- 2 Akart Yen Akat Road, Thung Maha Mek, Sathon, Bangkok 10120, Thailand Thailand

Information
- Type: Private international school
- Established: 1999
- Head of School: Georgina Cochrane
- Staff: Approximately 21 teaching staff
- Grades: Early Years–Year 13
- Enrollment: Approximately 390
- Language: English
- Campus: Urban
- Accreditation: Edu Development Trust, Cambridge Assessment International Education
- Affiliations: FOBISIA
- Website: www.gardenbangkok.com

= Garden International School Bangkok =

International school in Bangkok, Thailand

Garden International School Bangkok (โรงเรียนนานาชาติการ์เด้น กรุงเทพฯ, ) is a private international school located in the Sathon District of Bangkok, Thailand. Established in 1999, the school offers education from Early Years to Year 13, following the English National Curriculum adapted for an international context. The current Head of School is Georgina Cochrane.

== History ==
Garden International School Bangkok was founded in 1999 to provide a British-style education to both expatriate and local families in Bangkok. It is part of the Garden International School group, which includes campuses in Malaysia and Thailand.

== Curriculum ==
The school follows the English National Curriculum, offering a comprehensive educational program from Early Years through Sixth Form.

=== Early Years Foundation Stage (EYFS) ===
The EYFS program caters to children aged 2 to 5, focusing on seven areas of learning including communication and language, physical development, and personal, social, and emotional development.

=== Primary School ===
In the Primary School (Years 1–6), students engage in a topic-based, cross-curricular approach integrating core subjects and the arts.

=== Secondary School ===
- Key Stage 3 (Years 7–9): A broad range of subjects builds foundational knowledge and skills.
- Key Stage 4 (Years 10–11): Students prepare for the International General Certificate of Secondary Education (IGCSE) with a wide choice of subjects.
- Key Stage 5 (Years 12–13): The school offers the International Baccalaureate Diploma Programme (IBDP).
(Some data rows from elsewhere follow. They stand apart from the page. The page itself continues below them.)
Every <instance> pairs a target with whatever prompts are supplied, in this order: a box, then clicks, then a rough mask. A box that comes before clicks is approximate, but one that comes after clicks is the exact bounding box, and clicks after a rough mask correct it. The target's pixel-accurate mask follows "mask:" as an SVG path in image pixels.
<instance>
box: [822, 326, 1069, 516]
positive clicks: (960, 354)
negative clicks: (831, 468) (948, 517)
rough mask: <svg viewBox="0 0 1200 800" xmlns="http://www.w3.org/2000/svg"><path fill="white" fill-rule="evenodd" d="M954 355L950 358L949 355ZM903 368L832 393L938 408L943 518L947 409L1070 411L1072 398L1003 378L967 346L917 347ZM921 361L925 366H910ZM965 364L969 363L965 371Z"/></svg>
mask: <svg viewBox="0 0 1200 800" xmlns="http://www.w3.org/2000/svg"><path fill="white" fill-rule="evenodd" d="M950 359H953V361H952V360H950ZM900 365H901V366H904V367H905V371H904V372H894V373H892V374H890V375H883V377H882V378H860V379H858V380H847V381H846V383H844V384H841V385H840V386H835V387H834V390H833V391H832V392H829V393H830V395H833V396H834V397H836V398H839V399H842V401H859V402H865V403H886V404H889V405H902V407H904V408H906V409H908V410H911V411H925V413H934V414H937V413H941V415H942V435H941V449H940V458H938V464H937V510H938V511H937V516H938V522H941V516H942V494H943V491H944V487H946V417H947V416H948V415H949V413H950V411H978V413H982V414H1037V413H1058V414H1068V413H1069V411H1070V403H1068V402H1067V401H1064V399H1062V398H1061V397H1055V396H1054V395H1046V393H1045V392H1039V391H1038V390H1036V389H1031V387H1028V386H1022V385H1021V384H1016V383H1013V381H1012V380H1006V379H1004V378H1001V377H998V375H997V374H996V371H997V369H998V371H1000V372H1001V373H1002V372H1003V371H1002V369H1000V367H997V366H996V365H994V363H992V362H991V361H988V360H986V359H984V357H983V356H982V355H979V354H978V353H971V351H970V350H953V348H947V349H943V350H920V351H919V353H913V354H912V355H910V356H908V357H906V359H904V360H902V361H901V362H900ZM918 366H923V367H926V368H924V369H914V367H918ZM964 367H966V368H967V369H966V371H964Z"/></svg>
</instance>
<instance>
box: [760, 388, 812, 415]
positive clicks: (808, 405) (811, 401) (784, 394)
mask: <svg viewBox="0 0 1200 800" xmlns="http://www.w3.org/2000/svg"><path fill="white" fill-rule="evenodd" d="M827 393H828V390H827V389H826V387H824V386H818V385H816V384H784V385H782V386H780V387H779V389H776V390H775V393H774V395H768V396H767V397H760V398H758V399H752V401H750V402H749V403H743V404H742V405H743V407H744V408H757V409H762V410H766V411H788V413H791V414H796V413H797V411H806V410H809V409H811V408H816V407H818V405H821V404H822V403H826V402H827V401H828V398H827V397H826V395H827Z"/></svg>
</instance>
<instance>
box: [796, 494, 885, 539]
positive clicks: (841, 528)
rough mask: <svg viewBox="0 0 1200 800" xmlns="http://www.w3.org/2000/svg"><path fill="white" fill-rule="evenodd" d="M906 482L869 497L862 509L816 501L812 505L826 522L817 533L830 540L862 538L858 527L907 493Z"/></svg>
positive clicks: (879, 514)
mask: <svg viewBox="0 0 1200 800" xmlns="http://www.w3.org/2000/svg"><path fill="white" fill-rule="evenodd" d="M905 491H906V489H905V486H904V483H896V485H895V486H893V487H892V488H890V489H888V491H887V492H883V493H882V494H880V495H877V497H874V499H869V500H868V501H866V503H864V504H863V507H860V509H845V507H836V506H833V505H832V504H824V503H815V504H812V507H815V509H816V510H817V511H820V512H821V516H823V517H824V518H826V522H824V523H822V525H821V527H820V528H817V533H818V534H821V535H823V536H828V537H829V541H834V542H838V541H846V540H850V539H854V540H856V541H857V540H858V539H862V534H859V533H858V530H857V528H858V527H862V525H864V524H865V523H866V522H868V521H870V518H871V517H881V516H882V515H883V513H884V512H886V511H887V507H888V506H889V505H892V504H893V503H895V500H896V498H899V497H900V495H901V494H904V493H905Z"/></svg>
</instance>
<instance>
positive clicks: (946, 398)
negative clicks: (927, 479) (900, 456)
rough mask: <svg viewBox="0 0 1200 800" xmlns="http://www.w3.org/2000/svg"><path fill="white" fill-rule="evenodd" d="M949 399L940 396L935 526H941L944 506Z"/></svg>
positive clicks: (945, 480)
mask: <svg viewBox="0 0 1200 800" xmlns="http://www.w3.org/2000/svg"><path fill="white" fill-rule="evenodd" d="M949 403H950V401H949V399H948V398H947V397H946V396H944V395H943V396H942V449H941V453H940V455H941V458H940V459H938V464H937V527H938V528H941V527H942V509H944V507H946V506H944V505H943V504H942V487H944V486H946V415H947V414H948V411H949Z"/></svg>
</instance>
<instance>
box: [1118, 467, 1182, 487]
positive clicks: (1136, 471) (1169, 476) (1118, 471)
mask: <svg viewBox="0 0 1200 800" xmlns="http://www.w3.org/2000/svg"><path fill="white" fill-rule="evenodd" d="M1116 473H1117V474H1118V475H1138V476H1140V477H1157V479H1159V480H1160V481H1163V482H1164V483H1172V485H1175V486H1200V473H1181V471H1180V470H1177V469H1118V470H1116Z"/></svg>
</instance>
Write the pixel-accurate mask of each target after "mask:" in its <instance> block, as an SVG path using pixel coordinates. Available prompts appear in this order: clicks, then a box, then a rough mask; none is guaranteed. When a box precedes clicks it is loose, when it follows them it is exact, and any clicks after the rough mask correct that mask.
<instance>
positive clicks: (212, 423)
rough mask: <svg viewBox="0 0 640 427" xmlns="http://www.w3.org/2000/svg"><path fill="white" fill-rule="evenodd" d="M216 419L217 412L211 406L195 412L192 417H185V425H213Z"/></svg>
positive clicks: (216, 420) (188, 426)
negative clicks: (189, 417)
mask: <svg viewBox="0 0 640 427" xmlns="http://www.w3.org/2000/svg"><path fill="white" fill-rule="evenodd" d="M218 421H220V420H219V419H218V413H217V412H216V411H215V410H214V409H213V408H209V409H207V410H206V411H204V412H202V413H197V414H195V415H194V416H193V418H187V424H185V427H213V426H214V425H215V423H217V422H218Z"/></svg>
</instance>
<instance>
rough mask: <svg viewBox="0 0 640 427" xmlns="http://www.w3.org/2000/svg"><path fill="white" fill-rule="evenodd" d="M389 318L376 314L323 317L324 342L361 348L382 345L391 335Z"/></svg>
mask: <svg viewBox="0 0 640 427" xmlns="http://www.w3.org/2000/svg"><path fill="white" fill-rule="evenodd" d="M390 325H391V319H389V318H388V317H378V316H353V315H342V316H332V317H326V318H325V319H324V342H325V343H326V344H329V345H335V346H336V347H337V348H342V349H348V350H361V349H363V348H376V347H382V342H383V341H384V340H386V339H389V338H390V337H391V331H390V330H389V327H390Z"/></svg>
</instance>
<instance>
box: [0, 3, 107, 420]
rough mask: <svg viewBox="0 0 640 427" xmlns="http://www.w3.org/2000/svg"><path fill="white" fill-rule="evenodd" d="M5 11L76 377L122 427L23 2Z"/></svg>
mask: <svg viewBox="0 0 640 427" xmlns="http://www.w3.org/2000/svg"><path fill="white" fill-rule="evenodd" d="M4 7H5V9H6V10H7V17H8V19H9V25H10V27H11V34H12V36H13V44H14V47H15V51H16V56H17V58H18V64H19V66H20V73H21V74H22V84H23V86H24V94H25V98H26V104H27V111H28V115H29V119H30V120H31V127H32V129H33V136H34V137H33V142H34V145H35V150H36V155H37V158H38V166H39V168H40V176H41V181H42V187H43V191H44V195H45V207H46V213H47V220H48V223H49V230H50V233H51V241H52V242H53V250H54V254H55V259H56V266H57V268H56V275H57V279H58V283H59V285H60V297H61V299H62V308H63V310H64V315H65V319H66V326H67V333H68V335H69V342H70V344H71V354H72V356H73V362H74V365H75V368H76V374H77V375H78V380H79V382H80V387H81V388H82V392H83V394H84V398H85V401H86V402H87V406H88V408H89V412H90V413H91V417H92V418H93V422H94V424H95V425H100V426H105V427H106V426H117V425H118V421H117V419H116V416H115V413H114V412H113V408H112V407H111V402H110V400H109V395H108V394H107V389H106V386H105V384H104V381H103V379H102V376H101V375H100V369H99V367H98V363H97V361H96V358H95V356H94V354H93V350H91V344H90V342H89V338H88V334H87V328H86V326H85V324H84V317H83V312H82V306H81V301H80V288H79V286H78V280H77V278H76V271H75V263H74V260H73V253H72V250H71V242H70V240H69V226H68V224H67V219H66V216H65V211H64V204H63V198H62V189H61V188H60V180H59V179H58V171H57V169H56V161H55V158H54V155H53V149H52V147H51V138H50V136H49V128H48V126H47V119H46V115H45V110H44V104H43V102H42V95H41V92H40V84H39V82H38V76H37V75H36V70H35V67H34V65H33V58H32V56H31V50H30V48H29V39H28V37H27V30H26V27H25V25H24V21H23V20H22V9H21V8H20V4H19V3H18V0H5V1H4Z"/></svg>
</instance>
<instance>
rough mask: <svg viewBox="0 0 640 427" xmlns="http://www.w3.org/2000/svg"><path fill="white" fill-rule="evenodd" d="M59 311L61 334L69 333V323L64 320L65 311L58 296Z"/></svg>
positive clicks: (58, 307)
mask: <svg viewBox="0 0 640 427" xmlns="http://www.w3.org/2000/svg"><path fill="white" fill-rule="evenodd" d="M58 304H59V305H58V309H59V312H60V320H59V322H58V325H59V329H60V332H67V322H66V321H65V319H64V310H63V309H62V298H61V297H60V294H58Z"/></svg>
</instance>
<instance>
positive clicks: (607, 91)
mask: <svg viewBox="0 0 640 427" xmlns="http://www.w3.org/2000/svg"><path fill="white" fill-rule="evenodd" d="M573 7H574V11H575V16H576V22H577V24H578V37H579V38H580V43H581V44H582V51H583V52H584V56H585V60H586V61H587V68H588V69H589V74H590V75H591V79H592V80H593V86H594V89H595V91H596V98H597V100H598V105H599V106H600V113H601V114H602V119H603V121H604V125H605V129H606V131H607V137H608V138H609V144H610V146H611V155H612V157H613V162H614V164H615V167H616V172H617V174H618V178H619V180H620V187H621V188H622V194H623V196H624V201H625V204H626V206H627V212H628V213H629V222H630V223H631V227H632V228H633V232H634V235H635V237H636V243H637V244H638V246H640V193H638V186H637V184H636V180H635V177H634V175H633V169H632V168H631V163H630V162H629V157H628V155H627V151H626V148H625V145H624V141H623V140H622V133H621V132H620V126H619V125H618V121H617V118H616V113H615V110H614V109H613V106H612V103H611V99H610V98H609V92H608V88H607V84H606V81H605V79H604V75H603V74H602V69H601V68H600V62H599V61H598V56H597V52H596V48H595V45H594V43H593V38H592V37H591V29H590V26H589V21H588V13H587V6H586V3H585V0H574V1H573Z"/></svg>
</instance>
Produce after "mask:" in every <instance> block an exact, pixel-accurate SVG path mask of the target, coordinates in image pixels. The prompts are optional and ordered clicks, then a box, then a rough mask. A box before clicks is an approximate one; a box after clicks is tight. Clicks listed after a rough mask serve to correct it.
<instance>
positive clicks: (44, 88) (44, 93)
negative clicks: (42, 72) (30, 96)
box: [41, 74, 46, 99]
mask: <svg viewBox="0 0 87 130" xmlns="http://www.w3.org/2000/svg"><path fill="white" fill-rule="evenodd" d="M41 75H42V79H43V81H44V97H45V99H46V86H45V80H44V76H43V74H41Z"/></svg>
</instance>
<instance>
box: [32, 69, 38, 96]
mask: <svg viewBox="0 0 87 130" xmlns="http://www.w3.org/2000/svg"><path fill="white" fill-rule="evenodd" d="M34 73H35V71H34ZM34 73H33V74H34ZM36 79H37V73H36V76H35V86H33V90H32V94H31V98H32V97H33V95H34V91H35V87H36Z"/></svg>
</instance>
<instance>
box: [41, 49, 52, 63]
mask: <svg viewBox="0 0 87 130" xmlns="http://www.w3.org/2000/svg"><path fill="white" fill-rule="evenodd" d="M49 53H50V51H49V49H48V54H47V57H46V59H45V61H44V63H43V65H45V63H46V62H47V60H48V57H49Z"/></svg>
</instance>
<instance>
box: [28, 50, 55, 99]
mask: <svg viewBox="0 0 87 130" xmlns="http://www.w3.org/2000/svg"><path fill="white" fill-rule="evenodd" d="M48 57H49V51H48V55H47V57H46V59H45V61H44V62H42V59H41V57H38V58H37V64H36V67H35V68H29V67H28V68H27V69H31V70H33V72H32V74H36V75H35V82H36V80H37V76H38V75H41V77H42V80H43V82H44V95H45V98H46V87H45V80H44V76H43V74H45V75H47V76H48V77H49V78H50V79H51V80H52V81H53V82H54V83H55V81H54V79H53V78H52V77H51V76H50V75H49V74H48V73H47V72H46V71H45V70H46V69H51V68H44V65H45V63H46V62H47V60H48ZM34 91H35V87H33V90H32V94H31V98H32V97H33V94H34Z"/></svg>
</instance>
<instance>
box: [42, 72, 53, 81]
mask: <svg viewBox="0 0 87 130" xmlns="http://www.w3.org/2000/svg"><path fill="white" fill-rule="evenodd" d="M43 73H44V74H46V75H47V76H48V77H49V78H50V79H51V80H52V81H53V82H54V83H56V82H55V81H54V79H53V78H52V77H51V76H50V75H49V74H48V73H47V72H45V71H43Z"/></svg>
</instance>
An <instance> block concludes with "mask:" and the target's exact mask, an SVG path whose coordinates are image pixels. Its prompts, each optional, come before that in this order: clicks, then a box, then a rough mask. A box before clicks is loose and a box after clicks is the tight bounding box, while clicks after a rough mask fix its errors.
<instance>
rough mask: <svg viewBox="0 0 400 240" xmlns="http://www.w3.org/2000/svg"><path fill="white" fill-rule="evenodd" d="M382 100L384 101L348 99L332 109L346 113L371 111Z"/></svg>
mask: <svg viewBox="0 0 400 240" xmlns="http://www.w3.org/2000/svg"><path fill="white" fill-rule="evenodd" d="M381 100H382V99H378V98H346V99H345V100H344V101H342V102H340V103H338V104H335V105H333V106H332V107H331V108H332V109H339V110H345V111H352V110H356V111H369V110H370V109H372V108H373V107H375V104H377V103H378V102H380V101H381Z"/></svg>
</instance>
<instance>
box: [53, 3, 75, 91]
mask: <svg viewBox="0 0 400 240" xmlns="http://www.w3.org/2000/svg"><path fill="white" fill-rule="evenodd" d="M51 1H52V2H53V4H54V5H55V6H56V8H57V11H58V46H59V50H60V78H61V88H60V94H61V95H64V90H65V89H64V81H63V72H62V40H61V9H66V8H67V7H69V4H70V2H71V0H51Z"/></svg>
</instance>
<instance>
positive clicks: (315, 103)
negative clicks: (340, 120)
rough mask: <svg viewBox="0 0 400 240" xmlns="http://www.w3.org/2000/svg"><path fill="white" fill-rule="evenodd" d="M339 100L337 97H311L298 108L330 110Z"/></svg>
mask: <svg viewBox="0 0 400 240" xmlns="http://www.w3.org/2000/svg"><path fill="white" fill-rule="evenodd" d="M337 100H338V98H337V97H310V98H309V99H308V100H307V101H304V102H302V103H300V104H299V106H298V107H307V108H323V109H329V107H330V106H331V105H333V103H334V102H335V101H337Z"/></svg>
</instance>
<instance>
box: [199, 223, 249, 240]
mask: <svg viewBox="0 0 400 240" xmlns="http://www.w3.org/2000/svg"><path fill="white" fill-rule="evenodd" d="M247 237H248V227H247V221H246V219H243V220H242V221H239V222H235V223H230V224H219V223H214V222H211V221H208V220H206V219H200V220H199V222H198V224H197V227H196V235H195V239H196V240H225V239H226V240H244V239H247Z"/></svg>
== Accreditation and Affiliations ==
Garden International School Bangkok is accredited by the Edu Development Trust and authorized to offer Cambridge International Examinations. The school is a member of the Federation of British International Schools in Asia (FOBISIA).

== Campus and Facilities ==
The campus is located on Yen Akat Road in Sathon and includes science labs, art and music rooms, a library, ICT suites, a swimming pool, and a multi-purpose sports area.

== Student Body and Faculty ==
As of 2025, the school enrolls approximately 390 students representing over 40 nationalities. The teaching staff includes over 21 international educators.

== Extracurricular Activities ==
The school offers a variety of extracurricular activities such as sports (basketball, football, swimming), performing arts, robotics, and community service. Students also participate in Model United Nations and Duke of Edinburgh's International Award.